Avec la Constance, que tout au fond de son cœur il détestait, partirent les derniers attributs de sa souveraineté de millionnaire, et Cheyne put se livrer tout entier aux charmes d'une active oisiveté. Ce Gloucester était une nouvelle ville dans un pays nouveau, et il forma le projet de «s'en emparer», comme jadis il s'était emparé de toutes les villes, depuis Snohomish jusqu'à San Diego, de cette partie du monde d'où il tombait. On gagnait de l'argent le long de cette rue tortueuse qui était moitié entrepôt, moitié centre d'approvisionnement de navires; en professionnel de marque il voulut apprendre comment se jouait aussi ce beau jeu-là. On lui déclara que sur cinq rissoles de poisson servies au premier déjeuner de la Nouvelle Angleterre, quatre venaient de Gloucester, et on l'accabla de chiffres à l'appui: statistiques de bateaux, équipement, droit d'attache, capital engagé, sel, emballage, comptoirs, assurances, gages, réparations et profits. Il causa avec les propriétaires de ces grandes flottilles auprès desquels les «patrons» n'étaient guère plus que des hommes à gages, et dont les équipages étaient presque tous suédois et portugais. Puis il conféra avec Disko, un des rares qui fussent propriétaires de leur bateau, et fit des comparaisons de chiffres dans son vaste cerveau. Il alla s'installer sur des tas de câbles-chaînes chez les revendeurs de la marine, posant cent questions avec la curiosité enjouée, inlassable d'un homme de l'Ouest, au point que tous les gens du quai finirent par se demander «ce que, mille millions de bombes, pouvait bien vouloir, après tout, ce client-là». Il alla rôder dans les salles de l'Assurance Mutuelle, et demanda des explications au sujet des signes mystérieux que chaque jour on traçait à la craie sur le tableau noir; et ce fut cause qu'il vit s'abattre sur lui les secrétaires de chacune des «Sociétés pour venir en aide à la Veuve et à l'Orphelin du Pêcheur» fondées dans la ville. Ils mendièrent impudemment, chacun anxieux de battre le record détenu par l'autre institution; et Cheyne, tirant sur sa barbe, les passa tous à Mrs Cheyne.

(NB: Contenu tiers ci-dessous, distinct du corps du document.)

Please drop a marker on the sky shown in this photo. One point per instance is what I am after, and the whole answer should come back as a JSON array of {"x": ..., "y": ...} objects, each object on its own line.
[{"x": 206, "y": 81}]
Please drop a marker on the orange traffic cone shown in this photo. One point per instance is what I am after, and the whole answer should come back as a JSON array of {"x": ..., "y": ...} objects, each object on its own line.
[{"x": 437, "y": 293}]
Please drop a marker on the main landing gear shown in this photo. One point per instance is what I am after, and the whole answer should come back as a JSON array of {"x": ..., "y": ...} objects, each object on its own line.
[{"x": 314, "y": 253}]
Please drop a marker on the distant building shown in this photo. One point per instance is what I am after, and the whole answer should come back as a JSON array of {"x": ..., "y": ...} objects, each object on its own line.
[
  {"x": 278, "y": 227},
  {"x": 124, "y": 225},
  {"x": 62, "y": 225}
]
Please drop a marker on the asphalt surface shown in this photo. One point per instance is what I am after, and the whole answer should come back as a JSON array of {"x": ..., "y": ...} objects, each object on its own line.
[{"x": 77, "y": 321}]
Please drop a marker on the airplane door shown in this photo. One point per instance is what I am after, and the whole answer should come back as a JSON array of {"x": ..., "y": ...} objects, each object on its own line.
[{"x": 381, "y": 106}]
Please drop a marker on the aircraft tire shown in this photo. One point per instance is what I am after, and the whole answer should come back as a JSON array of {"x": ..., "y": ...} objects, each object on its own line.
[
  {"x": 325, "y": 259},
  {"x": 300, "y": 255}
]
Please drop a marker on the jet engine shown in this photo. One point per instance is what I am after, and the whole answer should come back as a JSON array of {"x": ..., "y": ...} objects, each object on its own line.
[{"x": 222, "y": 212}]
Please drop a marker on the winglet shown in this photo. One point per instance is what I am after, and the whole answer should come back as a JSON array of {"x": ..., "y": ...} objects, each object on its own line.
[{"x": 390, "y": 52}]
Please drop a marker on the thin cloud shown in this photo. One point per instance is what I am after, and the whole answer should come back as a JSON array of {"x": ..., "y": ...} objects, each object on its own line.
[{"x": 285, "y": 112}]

Elle demeurait dans un boarding-house près d'Eastern Point—établissement étrange que dirigeaient, semblait-il, les pensionnaires eux-mêmes, où les nappes étaient à carreaux rouges et blancs et où les habitants, qui paraissaient se connaître intimement les uns les autres depuis des années, se levaient à minuit pour faire des omelettes au fromage quand ils se sentaient faim. Le second matin de son séjour, Mrs Cheyne ôta ses «solitaires» avant de descendre pour le petit déjeuner.

«Ce sont des gens on ne peut plus charmants, confia-t-elle à son mari; et de plus, très bienveillants et très simples, quoiqu'ils soient, pour ainsi dire, tous de Boston.

—Ce n'est pas de la simplicité, maman, dit-il, en regardant les galets derrière les pommiers où les hamacs étaient suspendus. C'est cette autre chose que nous… que je n'ai pu acquérir.